For more stubborn warts, doctors may try to surgically remove the wart by cutting away the tissue. Another option is to place an electric needle into the wart to kill the cells, and then scrape out the dead tissue. Laser surgery may also be used to destroy the wart.
Tracey Vlahovic, D.P.M., a Podiatrist with Temple University School of Podiatric Medicine, is using a novel treatment for plantar warts, called “Marigold Therapy.” The product is derived from the petals, stems and leaves of marigolds from the species, Tagetes (not the same marigolds commonly found in home gardens). The first part of the treatment is done in the physician’s office. First a pad with a hole is placed over the target wart. The wart sticks through the hole while the pad provides a little extra support, taking pressure off the surrounding tissue. Next, a spray of marigold extract is applied to the wart, followed by a marigold paste. That’s topped with a tape covering. The dressing stays in place for one week and the treatment is repeated weekly for four weeks.
Recently, Vlahovic presented findings of marigold therapy at a Poster Exhibit Task Force meeting of the American Academy of Dermatology. The treatment was given to three HIV-positive patients with plantar warts that were very resistant to standard medical therapy. Vlahovic found the Marigold Therapy reduced both the number and size of the warts.

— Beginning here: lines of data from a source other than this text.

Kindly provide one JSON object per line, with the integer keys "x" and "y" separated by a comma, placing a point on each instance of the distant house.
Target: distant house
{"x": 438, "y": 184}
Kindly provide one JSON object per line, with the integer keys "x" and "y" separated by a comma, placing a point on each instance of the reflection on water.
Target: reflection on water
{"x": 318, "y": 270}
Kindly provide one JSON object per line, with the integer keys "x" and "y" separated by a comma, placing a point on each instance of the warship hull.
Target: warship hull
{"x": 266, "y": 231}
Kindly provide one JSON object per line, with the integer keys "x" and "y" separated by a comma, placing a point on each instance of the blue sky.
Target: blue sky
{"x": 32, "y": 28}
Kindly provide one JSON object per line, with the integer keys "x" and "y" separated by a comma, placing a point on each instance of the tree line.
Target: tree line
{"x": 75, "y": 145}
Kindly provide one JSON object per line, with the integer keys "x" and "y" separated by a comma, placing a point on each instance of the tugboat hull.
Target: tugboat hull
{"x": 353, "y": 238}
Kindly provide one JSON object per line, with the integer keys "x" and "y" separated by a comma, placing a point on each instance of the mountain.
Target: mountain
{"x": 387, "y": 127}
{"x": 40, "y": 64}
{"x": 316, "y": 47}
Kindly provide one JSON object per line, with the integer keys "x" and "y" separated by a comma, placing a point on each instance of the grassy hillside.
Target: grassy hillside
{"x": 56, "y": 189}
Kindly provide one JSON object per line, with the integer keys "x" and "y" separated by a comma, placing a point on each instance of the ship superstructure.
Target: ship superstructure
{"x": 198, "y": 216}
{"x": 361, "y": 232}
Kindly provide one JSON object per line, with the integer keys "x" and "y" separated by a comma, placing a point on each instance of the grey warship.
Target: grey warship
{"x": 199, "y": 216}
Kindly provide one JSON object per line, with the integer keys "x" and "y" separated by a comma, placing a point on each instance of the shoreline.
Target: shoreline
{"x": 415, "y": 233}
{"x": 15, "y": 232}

Marigold Therapy comes from the United Kingdom and is only available through a physician. Currently, Vlahovic is the only U.S. physician certified to provide the treatment. She says it’s ideal for patients who don’t get relief from traditional therapies or are unable or unwilling to undergo standard treatment. Vlahovic also says patients who receive salicylic acid can’t get their feet wet, which often makes it difficult for patients to comply with the therapy. With Marigold Therapy, patients are encouraged to get their feet wet.
Vlahovic says there are several different kinds of Tagetes marigolds used in Marigold Therapy and each has different properties. In addition to being anti-viral, some are anti-inflammatory, anti-fungal, anti-bacterial, analgesic and keralytic (able to remove excess hard skin). Therefore, by using different kinds of marigolds, the treatment could be used for a number of different conditions, like athlete’s foot, corns and calluses, bunions, arthritis or joint pain and plantar fasciitis.